The burden is on the moving party to show that the presumption of public access should be overcome. Cipollone v. Ligget Group, 758 F.2d 1108, 1114 (3d Cir. 1986). The moving party must show "clearly defined and serious injury." Publicker Indus., Inc. v. Cohen, 733 F.2d 1059, 1073 (3d Cir. 1984). Broad allegations of harm, unsubstantiated by specific examples or articulated reasoning are not sufficient. Glenmede, 56 F.3d at 483.
Globus requests an extremely broad protective order, one that will seal all filings related to "confidential, proprietary, and trade secret information." Globus argues that the Confidentiality Agreement currently in place is not sufficient to protect its interests because the result of a potential breach of that Agreement would be "devastating and irreparable." Though the allegations of harm are not specific, I find that because the underlying action involved confidential and proprietary information, Globus has alleged the potential for clearly defined and serious injury sufficient to warrant the entry of a protective order. Trade secrets and proprietary information are among the class of protected information contemplated by Rule 26(c) of the Federal Rules of Civil Procedure. FED. R.CIV. P. 26(c)(7); see also Zenith Radio Corp. v. Matsushita Elec. Indus. Co., Ltd., 529 F.Supp. 866, 901 (E.D.Pa. 1981). The question, then, is how broad a protective order is appropriate in these circumstances.
It appears, from the documents filed under seal thus far, that the parties believe all filings in this case involve confidential, proprietary and trade secret information.
The Third Circuit has cautioned that a trial court should not "provide a shield to potential claims by entering broad protective orders that prevent public disclosure of relevant information." Glenmede, 56 F.3d at 485. Further, protective orders should be "narrowly drawn." Zenith Radio, 529 F.Supp. at 892.

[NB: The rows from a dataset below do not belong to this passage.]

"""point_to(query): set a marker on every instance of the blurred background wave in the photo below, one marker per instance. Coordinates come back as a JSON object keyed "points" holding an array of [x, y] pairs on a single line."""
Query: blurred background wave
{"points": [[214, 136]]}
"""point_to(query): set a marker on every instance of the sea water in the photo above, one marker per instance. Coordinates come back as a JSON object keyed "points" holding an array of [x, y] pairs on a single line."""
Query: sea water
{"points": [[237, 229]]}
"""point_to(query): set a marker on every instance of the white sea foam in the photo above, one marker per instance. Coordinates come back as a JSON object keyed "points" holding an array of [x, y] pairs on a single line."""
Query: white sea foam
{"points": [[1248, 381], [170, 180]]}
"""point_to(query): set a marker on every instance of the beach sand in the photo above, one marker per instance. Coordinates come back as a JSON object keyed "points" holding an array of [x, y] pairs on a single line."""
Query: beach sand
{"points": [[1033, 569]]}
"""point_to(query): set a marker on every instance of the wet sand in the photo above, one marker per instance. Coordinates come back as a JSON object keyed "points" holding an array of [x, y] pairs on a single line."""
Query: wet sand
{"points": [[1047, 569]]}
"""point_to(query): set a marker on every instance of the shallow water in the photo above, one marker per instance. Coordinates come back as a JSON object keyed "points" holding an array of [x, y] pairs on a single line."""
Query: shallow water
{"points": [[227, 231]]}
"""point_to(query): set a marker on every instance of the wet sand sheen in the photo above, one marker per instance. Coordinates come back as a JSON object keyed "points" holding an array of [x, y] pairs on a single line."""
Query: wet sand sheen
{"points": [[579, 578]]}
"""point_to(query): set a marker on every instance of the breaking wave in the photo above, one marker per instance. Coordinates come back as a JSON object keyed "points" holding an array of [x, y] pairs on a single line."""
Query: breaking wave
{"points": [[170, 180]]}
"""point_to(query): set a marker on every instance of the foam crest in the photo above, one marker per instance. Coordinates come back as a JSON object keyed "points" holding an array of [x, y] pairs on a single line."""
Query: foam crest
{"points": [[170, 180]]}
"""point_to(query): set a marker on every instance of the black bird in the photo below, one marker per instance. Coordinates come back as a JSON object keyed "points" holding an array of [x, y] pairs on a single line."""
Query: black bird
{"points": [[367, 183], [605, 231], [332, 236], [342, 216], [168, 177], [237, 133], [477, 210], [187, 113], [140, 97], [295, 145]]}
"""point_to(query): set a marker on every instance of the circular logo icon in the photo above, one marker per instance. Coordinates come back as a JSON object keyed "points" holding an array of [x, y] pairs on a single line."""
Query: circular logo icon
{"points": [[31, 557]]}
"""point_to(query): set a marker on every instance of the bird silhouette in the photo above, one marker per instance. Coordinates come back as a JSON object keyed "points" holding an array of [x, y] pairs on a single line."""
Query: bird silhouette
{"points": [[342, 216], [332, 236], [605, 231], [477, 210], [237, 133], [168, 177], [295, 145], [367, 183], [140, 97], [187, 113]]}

I find that the Confidentiality Agreement, executed on October 20, 2004, adequately protects the interests of the parties while simultaneously addressing the interest of public access to court filings. I am aware of Globus' concerns about Synthes' adherence to the constraints of the Confidentiality Agreement. However, as Globus correctly notes in its brief, the Confidentiality Agreement has the force of an Order, and Globus has an array of remedies available if it believes Synthes has violated the Agreement. I do not find that the possibility of violation of an Order warrants sealing the entire record. An appropriate Order follows.
I note that Synthes' Motion for Protective Order requests that all pleadings that refer to their ROI program be filed under seal. As a result of the Order issued by this court on September 14, 2005 striking all references to the ROI program and dismissing the claims related thereto, I will deny Synthes' Motion as moot. To the extent that Synthes requests further filings under seal, my reasoning in denying Globus' motion controls.
ORDER
AND NOW, this day of January, 2006, after consideration of Defendants' Motion for Protective Order (Dkt.# 52), and all responses thereto, it is hereby ORDERED that the Motion is DENIED.It is further ORDERED that after consideration of Plaintiffs' Synthes (U.S.A.) and Synthes Spine Company, L.P's Motion for a Protective Order (Dkt. # 31), and all responses thereto, the Motion is DENIED.
The parties are directed to cease filing under seal as of the date of this Order. Confidential materials attached to filings shall be marked "Confidential" in accordance with paragraph seven (7) of the Confidentiality Agreement executed on October 20, 2004.